I agree and I second that motion.fredx181 wrote:Hopefully you stay being the one in charge for this thread Fred
Desktop application icons are only for complete noobs. They are indispensible for getting started quickly. But they are useless as soon as you have four or five open windows.
With DebianDog's Openbox file manager and xfce4-panel (and the same applies to lxpanel), and with the file manager, a console terminal, a browser and a few favorite apps in the Applications Launch section of the panel, desktop application icons become irrelevant.
One advantage of Openbox over the present version of the jwm file manager which comes standard with Puppies is, a rightclick on any open point between windows on the desktop will open the main menu. Another advantage of Openbox over jwm is, middle-click on blank space anywhere on the desktop brings up a windows list. A third advantage of Openbox over jwm is the ability to set margins.

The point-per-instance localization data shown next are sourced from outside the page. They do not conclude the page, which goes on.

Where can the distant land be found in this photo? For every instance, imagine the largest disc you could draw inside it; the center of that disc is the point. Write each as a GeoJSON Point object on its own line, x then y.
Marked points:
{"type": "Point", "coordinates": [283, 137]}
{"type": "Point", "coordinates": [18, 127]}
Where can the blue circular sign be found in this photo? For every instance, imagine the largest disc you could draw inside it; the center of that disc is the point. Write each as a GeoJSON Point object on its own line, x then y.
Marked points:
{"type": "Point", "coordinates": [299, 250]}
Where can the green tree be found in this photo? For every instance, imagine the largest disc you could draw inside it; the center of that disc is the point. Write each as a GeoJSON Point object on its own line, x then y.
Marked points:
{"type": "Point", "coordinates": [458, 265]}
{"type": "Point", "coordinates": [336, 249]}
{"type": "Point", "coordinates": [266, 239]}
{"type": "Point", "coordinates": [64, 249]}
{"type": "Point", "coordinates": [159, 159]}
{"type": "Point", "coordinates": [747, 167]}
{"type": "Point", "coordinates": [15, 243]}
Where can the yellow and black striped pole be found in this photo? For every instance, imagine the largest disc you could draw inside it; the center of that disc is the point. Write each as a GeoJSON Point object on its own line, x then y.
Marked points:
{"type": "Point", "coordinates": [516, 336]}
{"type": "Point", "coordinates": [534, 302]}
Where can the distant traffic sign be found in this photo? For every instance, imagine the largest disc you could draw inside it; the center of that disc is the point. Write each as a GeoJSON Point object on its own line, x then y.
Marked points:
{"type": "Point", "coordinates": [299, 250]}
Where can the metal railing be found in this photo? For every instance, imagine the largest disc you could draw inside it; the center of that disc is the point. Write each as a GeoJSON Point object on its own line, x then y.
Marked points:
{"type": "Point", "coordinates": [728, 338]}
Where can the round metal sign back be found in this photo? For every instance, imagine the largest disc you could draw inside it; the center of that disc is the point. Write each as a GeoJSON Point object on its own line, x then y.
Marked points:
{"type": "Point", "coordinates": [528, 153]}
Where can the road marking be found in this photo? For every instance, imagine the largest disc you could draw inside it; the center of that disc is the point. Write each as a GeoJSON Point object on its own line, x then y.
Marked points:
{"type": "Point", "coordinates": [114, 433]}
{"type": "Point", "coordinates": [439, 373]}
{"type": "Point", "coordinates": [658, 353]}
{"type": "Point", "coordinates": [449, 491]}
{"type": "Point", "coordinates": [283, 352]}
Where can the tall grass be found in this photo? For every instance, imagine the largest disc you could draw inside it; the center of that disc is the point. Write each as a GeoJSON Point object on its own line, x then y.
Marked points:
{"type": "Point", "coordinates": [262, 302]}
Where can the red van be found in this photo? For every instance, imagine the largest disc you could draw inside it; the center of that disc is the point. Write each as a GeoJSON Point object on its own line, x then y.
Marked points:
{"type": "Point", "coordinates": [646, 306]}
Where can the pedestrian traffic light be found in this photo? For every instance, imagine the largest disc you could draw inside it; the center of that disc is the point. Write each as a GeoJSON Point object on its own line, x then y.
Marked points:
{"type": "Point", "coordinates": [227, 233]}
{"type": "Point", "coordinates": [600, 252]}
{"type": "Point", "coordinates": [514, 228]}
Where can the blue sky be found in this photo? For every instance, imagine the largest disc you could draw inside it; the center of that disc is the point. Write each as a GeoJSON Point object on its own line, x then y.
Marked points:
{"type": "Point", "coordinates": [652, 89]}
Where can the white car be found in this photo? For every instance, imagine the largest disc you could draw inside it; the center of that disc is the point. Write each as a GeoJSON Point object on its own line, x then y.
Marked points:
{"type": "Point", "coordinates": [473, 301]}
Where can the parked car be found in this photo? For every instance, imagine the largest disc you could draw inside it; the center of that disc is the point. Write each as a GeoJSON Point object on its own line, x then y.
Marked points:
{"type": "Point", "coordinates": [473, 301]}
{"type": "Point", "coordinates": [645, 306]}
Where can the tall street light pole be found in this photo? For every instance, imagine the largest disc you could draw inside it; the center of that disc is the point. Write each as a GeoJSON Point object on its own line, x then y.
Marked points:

One advantage of lxpanel and xfce4-panel over the panel which comes with jwm is, multiple windows of the same application can be grouped in the taskbar, so they occupy only a single lozenge on the panel. Clicking that lozenge opens a drop-up menu with all the open windows. If you set your prompt just so in /etc/profile, so as to show the current working directory in the urxvt title bar, you can tell which directories your eleven open urxvt windows are each open in--and the same is true of the Openbox windows list.
The combination of Openbox, xfce4-panel (or lxpanel), and wbar (or cairo-dock) vanquishes any set of desktop application icons, no matter whether the standard Rox pinboard version or your nicons.
Desktop application icons then become, to the experienced user, nothing but a distracting display of clutter.
Desktop document icons, and desktop drive/partition icons, can be useful, but the logical way is to group them close together, not scatter them all over.